Search code examples
classificationlogarithmhidden-markov-models

Jahmm lib: how to interpret negative value from ForwardBackwardScaledCalculator.lnProbability()?


I use the Jahmm library for classification of accelerometer sequences.

I have created my models but when i try to calculate the proibablity of a test sequence on a model by:

ForwardBackwardScaledCalculator fbsc = new ForwardBackwardScaledCalculator(test_pair.getValue(),model_pair.getValue().get_hmm());
                System.out.println(fbsc.lnProbability());

I get negative values like -1278.0926336276573.

The comment in the code of the library states that the lnProbability method:

Return the napierian logarithm of the probability of the sequence that generated this object.

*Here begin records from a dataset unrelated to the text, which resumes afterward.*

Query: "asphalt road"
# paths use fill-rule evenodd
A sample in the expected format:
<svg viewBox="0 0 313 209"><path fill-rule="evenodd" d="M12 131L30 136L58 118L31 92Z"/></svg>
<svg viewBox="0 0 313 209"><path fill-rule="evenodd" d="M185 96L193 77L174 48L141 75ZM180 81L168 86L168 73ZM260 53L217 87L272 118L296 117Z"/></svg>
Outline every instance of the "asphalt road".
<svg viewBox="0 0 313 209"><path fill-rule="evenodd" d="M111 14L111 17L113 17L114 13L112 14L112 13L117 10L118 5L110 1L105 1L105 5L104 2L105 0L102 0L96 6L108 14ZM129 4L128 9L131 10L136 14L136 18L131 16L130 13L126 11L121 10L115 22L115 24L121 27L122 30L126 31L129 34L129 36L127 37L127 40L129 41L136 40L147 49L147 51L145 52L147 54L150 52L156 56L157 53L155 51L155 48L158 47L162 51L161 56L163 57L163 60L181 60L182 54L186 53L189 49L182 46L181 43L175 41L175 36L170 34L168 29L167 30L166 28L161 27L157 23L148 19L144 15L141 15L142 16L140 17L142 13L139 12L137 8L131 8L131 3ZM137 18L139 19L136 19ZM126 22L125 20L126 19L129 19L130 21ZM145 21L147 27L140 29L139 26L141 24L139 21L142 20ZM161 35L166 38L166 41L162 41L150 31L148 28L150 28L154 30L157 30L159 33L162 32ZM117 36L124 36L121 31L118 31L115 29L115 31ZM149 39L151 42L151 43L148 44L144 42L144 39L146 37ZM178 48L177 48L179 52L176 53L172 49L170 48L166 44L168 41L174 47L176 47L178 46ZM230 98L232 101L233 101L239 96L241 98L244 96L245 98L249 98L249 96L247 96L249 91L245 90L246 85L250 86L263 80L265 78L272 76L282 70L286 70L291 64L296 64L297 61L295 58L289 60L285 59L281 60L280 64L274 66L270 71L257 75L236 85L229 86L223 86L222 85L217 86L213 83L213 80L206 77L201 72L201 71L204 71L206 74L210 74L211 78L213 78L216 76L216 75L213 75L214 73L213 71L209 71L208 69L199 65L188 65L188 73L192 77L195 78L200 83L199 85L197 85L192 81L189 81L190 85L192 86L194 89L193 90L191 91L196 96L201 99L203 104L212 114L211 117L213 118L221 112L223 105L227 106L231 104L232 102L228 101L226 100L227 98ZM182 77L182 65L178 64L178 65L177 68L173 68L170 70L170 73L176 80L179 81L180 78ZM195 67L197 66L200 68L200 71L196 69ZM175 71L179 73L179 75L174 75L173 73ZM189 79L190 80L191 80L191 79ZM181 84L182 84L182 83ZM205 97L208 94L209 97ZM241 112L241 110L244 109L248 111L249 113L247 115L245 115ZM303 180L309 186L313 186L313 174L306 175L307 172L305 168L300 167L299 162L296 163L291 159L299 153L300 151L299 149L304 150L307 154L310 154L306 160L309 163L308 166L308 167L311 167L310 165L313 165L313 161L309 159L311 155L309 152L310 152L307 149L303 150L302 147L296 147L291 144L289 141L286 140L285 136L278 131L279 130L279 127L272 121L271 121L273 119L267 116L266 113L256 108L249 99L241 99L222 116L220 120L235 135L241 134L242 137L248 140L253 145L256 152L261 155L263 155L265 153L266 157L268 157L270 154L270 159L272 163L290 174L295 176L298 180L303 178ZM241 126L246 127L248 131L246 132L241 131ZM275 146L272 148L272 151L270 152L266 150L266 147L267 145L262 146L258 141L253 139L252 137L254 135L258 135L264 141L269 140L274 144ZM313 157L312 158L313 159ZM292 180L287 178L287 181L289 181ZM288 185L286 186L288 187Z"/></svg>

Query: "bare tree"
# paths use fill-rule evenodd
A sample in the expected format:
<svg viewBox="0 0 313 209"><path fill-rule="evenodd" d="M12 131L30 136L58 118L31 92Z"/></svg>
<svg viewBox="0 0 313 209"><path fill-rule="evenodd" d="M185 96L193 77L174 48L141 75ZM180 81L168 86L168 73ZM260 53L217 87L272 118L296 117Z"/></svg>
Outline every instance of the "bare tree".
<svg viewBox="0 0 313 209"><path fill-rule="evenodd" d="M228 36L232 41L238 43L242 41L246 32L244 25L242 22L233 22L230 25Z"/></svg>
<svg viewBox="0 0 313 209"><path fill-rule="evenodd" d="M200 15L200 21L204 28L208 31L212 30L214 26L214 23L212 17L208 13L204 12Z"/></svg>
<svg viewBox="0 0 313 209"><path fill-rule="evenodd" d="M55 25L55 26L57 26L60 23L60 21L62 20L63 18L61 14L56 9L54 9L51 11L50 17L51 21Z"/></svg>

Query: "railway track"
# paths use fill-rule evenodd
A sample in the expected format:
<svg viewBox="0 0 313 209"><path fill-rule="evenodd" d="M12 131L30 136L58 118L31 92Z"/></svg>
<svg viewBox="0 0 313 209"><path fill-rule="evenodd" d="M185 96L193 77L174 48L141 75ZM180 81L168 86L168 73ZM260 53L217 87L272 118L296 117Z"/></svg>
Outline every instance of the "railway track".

Returns: The probability of the sequence of interest's napierian logarithm

But how to compare two of such logarithms? I call the method on two different models with the two test sequences so i get 4 probabilities:

The test sequence: fast_test.seq on fast_model yields a Napierian log from -1278.0926336276573
The test sequence: fast_test.seq on slow_model yields a Napierian log from -1862.6947488370433
The test sequence: slow_test.seq on fast_model yields a Napierian log from -4433.949818774553
The test sequence: slow_test.seq on slow_model yields a Napierian log from -4208.071445499895

But in this context, does it mean that the closer we get to zero, the more similar the test sequence is to the model (so in this example the classification accuracy = 100%?)

Thank you


Solution

  • If by "Napierian logarithm", the natural logarithm is meant, then you can get a probability from a return value x by raising e to the x, e.g. using Math.exp. However, the reason that logarithms are returned is because the probability values are too small to represent in a double; Math.exp(-1278.0926336276573) will simply return zero. See the Wikipedia article about log probabilities.

    does it mean that the closer we get to zero, the more similar the test sequence is to the model

    exp(0) == 1 and log(1) == 0, and indeed the lower the probability, the smaller (more negative) its logarithm. So, the closer you get to zero, the more probable the sentence is under the model.

    However, this need not directly relate to "similarity to a model", let alone "classification accuracy", since HMMs (being generative models) will ascribe lower probability to longer sequences. Read up on HMMs in your favorite textbook; a full explanation would be too long for this answer box and is a math question, so off-topic for this website.